NGCP, however, emphasized that “access to funding was never a problem for NGCP" but noted that "external limitations, including regulatory caps on capital expenditures, protracted permitting processes by the local government units, and difficult rights-of-way procurement, have proven to be the primary roadblocks to project completion.”
It qualified that “if the ERC will allow us to spend the capital expenditures needed to support this laudable push towards green energy, we are very confident that NGCP will be able to deliver.”
NGCP added “we hope for the government and regulator’s support in crafting policies and allowing NGCP to have enough capex to fund the required projects to support RE. This move towards a greener and more sustainable grid requires a holistic approach.”
The transmission company specified it will be counting on the expertise of its Chinese firm-partner State Grid Corporation of China (SGCC) for technical support to underpin the integration of humongous RE integration in the country’s electricity system.
“This technological partnership with SGCC gives NGCP an edge in ensuring that the Philippine grid is ready and capable of integrating high levels of variable renewable energy. With its access to SGCC’s technology, NGCP is more than capable to accommodate the increasing integration of renewable energy into the grid for a more sustainable energy mix," the company stated.
In the updating of the Transmission Development Plan (TDP), the firm highlighted that it already factored in the RE capacities coming on stream in the new few years - although it has not provided yet the line-up of investments that it will be pursuing on the transmission side of the power supply chain.
The company just indicated that “the annual TDP prepared by NGCP and presented to stakeholders in public consultations is aligned with the Department of Energy’s National Renewable Energy Program 2020-2040. This targets 50-percent integration of renewables in the grid’s installed capacity by 2040.”
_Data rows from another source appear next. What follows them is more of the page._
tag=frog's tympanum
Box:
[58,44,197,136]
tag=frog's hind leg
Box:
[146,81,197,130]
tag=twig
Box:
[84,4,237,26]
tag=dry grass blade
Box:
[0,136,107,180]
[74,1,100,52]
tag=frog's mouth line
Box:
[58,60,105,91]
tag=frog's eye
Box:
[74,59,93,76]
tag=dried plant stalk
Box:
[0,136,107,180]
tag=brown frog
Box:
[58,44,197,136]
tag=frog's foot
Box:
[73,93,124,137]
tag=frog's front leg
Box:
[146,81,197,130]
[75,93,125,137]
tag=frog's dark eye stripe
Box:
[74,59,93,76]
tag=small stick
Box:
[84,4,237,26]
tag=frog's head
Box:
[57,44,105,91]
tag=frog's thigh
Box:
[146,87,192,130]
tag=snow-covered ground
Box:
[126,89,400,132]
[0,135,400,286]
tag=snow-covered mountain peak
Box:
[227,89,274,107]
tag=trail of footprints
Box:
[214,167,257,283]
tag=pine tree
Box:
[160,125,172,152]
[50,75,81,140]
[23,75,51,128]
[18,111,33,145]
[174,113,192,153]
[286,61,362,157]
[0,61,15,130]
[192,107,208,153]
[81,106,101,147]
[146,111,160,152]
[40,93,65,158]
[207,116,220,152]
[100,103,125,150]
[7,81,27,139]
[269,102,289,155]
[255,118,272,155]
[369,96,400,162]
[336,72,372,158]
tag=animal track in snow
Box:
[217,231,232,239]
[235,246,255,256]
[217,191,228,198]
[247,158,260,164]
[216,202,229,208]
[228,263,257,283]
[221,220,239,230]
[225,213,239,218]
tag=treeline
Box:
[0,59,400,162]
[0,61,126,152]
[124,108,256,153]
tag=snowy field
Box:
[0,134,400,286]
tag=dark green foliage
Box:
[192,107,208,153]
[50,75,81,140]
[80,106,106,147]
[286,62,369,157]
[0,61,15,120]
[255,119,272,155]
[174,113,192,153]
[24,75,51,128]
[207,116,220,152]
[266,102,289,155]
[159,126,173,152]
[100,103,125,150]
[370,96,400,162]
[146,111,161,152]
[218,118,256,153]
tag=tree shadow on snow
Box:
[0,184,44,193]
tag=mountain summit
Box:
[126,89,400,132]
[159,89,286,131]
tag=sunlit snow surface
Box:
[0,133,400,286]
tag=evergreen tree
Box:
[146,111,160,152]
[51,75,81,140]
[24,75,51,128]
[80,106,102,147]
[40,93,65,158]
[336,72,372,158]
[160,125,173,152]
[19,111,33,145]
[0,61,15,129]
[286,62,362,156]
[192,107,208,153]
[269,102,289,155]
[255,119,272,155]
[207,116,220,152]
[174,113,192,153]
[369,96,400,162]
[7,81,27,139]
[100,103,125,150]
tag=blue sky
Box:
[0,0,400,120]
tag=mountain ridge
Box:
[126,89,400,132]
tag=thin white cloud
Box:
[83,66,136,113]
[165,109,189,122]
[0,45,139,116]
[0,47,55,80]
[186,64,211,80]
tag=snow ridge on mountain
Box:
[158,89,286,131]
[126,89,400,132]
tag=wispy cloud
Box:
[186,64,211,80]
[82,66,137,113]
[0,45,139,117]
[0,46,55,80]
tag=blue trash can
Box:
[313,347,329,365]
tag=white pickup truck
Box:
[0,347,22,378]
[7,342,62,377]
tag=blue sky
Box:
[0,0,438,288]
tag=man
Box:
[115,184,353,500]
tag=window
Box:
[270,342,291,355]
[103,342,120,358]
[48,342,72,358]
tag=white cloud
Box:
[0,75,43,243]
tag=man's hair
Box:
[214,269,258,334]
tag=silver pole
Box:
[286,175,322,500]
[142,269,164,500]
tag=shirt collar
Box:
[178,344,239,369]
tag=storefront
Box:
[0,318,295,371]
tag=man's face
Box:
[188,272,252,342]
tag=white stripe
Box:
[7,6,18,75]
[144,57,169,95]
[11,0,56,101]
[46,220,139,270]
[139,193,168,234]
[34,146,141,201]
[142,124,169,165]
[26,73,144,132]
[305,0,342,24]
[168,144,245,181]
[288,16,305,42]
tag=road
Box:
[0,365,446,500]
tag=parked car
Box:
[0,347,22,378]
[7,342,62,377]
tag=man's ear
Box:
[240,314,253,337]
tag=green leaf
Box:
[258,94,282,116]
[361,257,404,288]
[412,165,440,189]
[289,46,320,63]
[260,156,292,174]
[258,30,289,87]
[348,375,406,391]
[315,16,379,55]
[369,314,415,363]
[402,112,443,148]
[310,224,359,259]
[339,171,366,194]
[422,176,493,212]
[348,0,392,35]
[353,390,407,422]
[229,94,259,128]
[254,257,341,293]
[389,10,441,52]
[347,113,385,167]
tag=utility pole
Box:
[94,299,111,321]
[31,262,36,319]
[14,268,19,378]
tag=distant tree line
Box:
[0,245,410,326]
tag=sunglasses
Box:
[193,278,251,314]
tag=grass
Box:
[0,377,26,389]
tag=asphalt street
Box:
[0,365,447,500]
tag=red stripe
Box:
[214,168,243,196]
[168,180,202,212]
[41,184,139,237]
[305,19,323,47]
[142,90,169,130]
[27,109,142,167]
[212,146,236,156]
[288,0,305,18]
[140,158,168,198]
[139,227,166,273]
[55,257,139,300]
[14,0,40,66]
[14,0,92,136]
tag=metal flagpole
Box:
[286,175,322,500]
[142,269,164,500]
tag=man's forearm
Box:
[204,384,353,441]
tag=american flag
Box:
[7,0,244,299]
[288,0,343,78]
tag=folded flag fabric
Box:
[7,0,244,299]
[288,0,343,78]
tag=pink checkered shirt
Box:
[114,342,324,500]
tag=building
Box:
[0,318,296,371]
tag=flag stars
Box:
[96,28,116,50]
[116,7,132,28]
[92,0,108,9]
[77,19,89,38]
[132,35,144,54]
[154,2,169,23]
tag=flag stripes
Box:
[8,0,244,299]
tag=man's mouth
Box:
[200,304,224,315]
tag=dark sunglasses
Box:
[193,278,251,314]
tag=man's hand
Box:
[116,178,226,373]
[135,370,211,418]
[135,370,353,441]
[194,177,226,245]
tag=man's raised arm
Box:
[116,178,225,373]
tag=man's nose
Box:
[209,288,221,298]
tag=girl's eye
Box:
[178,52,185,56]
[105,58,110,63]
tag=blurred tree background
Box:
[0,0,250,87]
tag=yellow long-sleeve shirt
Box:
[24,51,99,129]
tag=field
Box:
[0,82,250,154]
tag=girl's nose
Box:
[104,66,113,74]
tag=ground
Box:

Between 2024-2026, the energy department is targeting the delivery of roughly 13,600MW of new RE capacity in the grid, on account of the power supply agreements (PSAs) awarded via the two rounds of green energy auction (GEA) program.
That will be on top of the gigawatts-scale of installations that the DOE has been attracting also from various investors in the offshore wind farm development space – of which capacity auction may also be slated soon.
Grid integration is a major headache for RE investors, hence, the Marcos administration is already proposing possible public-private partnership (PPP) mode of investments as well as transition financing when it comes to shoring up the capacity of the country’s transmission backbone.
NGCP asserted “the entry of more conventional, non-variable generation and energy storage systems to support VRE (variable renewable energy) installations must be planned simultaneously,” emphasizing that “support policies including but not limited to the Philippine Grid Code must be revisited.”
The transmission firm similarly noted that “prioritization of the development of Competitive Renewable Energy Zones to synchronize generation and transmission projects must be well coordinated, among others.”
Beyond the contentious concern of grid integration, the DOE is also sorting out other policy and infrastructure bottlenecks – including port support facilities for offshore wind.